At the time, the Northern District of Oklahoma was flooded with litigation from the oil boom and crash of the early 1980s, and the judges asked him to create a court-annexed mediation program to reduce the backlog.

"I was uniquely qualified," Wagner said. He had lots of litigation experience, he was young and energetic "and kinda stupid" to think he was taking on an 8-to-5 government job.

"I never worked so hard in my life." In addition to managing a full judicial docket, he mediated about five cases a week.

"We were a court in crisis," he said. "I would generally start a mediation at 1 o'clock in the afternoon, and it was not unusual for us to go to 10 or 11 o'clock at night."

As he learned how to mediate, he tried many different approaches. Some worked, some didn't. For instance, because he was repeating the same introduction every mediation, he decided to simply play a videotape of it. "It was pretty much a colossal failure," he said, because when the video would begin, people would put their feet up on the tables and read newspapers.

Nevertheless, Wagner and the roughly 50 volunteer lawyers he recruited managed to eliminate the backlog in 10 years.

He stayed on the court another two years. Then, in 1997, former U.S. attorney and judge Layn R. Phillips asked Wagner to join Irell & Manella LLP to launch an ADR practice as a separate profit center within the firm. "It was a little unusual, but it worked," Wagner said.

In 2005, he moved to Judicate West, where he mediates, and arbitrates, all kinds of litigation from employment and torts to complex securities, insurance and intellectual property cases.

"I like the variety," Wagner said, adding, "I've really enjoyed some of these larger environmental cases lately."

One of those he wrapped up recently involves the longest-running oil spill in U.S. history, the collapse of an oil production platform in the Gulf of Mexico from Hurricane Ivan in 2004. The Louisiana-based mediation involved five governmental entities and seven lawsuits.
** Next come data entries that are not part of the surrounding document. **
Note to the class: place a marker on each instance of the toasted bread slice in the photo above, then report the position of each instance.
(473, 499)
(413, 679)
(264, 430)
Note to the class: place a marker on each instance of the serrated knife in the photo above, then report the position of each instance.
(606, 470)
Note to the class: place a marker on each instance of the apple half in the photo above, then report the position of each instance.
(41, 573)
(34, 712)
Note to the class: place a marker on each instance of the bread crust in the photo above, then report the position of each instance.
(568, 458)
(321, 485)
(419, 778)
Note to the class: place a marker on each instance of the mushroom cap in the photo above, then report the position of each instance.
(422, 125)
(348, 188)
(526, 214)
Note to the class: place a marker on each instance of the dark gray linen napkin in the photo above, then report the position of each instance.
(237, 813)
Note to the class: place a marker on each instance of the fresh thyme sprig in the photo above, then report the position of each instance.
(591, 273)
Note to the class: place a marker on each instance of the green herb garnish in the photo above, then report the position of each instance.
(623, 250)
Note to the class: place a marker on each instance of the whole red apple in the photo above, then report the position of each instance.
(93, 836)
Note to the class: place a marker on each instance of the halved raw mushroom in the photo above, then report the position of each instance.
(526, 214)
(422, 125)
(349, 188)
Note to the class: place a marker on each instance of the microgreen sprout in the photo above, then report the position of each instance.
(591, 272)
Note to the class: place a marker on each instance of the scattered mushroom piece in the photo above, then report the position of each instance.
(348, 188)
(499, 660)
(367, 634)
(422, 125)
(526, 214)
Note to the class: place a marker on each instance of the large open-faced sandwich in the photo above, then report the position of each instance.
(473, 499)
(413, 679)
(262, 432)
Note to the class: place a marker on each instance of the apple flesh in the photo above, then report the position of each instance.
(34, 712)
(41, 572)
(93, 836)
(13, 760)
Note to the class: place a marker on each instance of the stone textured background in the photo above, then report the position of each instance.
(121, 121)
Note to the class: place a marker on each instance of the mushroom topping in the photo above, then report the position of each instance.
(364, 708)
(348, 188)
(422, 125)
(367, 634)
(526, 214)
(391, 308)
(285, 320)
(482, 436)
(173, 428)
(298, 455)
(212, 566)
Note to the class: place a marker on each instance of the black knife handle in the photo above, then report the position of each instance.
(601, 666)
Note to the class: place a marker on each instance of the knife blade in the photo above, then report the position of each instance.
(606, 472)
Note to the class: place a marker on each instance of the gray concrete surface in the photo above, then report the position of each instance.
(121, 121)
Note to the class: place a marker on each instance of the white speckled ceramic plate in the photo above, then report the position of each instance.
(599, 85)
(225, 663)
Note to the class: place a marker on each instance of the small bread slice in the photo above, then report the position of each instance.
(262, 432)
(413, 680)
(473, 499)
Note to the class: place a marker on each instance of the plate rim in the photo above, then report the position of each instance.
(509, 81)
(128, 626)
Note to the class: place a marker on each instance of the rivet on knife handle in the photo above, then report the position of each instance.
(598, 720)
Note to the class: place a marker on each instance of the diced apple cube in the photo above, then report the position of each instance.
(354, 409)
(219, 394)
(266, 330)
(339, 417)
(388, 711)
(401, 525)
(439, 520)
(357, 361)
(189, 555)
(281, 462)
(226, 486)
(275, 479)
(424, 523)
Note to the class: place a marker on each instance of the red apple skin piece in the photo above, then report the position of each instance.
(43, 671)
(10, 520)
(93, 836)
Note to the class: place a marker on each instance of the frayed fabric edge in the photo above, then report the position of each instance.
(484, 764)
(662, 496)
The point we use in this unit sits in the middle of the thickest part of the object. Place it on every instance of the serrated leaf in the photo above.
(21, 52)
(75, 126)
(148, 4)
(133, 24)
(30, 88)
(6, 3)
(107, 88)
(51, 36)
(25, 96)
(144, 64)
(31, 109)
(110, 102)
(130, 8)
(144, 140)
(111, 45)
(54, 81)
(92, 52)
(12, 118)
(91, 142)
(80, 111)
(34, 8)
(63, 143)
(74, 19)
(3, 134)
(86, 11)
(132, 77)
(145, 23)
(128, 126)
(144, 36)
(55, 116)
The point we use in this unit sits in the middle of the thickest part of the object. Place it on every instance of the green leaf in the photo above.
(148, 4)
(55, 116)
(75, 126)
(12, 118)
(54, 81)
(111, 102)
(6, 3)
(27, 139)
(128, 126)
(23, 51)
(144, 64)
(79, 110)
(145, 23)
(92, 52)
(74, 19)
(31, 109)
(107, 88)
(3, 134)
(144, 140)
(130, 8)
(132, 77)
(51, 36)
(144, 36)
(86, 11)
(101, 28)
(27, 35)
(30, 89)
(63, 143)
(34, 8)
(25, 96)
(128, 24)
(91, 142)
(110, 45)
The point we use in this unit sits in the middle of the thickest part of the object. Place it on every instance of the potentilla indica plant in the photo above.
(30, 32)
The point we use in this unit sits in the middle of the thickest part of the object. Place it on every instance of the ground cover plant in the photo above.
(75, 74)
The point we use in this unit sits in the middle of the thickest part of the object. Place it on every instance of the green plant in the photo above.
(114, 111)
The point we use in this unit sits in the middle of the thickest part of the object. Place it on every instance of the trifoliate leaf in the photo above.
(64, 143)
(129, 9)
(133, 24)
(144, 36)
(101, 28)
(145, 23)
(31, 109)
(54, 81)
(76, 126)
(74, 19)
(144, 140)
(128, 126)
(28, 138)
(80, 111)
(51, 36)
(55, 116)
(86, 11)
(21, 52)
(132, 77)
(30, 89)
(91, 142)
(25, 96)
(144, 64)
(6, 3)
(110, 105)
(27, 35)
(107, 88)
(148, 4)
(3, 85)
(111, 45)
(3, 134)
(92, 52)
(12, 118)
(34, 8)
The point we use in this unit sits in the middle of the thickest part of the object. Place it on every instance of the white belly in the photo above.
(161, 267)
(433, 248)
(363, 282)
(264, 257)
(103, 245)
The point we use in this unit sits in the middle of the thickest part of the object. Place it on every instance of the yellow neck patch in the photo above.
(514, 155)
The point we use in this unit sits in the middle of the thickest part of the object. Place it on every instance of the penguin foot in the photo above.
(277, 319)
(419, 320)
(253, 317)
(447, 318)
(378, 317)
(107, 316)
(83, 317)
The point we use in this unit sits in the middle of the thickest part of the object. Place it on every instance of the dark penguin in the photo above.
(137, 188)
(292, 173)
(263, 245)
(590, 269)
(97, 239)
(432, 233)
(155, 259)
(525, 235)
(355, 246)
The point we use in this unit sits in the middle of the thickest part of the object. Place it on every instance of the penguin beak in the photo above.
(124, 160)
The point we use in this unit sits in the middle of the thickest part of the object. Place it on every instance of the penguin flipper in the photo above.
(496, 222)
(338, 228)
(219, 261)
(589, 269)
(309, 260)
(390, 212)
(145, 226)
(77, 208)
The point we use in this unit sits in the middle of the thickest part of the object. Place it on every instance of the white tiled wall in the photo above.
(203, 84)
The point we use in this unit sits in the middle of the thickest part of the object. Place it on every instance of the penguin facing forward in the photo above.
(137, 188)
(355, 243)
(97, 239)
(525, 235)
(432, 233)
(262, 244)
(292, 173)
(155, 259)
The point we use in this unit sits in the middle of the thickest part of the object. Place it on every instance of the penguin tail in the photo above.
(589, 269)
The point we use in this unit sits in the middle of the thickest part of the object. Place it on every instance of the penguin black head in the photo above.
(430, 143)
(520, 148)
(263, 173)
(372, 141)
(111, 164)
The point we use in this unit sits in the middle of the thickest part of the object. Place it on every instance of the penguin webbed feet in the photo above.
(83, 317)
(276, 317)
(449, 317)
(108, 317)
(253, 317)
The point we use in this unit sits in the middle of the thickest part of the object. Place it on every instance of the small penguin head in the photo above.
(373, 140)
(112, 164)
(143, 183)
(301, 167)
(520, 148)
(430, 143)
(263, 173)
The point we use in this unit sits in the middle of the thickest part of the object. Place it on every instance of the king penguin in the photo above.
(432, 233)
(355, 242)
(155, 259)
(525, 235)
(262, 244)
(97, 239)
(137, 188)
A court in March approved the global settlement he hammered out. U.S. v. Taylor Energy Co. LLC, 2:20-cv-02910 (E.D. La., filed Oct. 23, 2020).

Wagner said he believe he got the assignment to mediate that case because of his earlier success bringing in a $60 million deal to settle litigation out of the 2015 Refugio Beach oil spill near Santa Barbara. A baker's dozen governmental entities participated in those negotiations. U.S. v. Plains All America Pipeline, 2:20-cv-02415 (S.D. Tex., filed March 13, 2020).

He was used to that size case. In the early 2000s, he mediated a complex regulatory dispute about the oil entering and leaving the Trans-Alaska Pipeline System. "I think at one point we had a meeting in San Francisco where I had 12 rooms going at the same time."

And Wagner was one of five mediators across the nation that a bankruptcy judge gave just two weeks in 2020 to resolve litigation in the bankruptcy of a major lead smelter. In re: Exide Technologies LLC, 1:13-bk-11482 (Bankr. D. Del., filed June 10, 2013)

Of course, he also mediates more normal-sized matters. "We're doing a lot of employment work these days just because these cases have exploded," he said.

Sole practitioner Peggy A. Farrell specializes in employment and civil rights cases. She said she has worked with Wagner for 22 years and mediated three cases with him in the last month alone.

She said he is good dealing with public entities like police departments, with insurance issues and with traumatized plaintiffs. "He's very empathetic with people."

Further, he can convey unpleasant comments from the defense without offending the plaintiffs. And if problems arise hammering out the settlement agreement document, he helps with that, too, Farrell said.

"Every case, the other side likes him, and the clients want to thank him," she said. "He does a good job of taking emotion out of the negotiation. ... He's sincere. He's brilliant."

Here are some attorneys who have used Wagner's services: William Brighton, U.S. Department of Justice Environmental and Natural Resources Division; Paul Genender, Weil, Gotshal & Manges LLP; Paul J. Goodwine, Looper Goodwine; Edward Lara, Lara & Luna APC; Craig Mariam, Gordon, Rees, Scully & Mansukhani LLP; Bradley R. O'Brien, U.S. Department of Justice; Jason Takenouchi, Kasowitz Benson Torres LLP.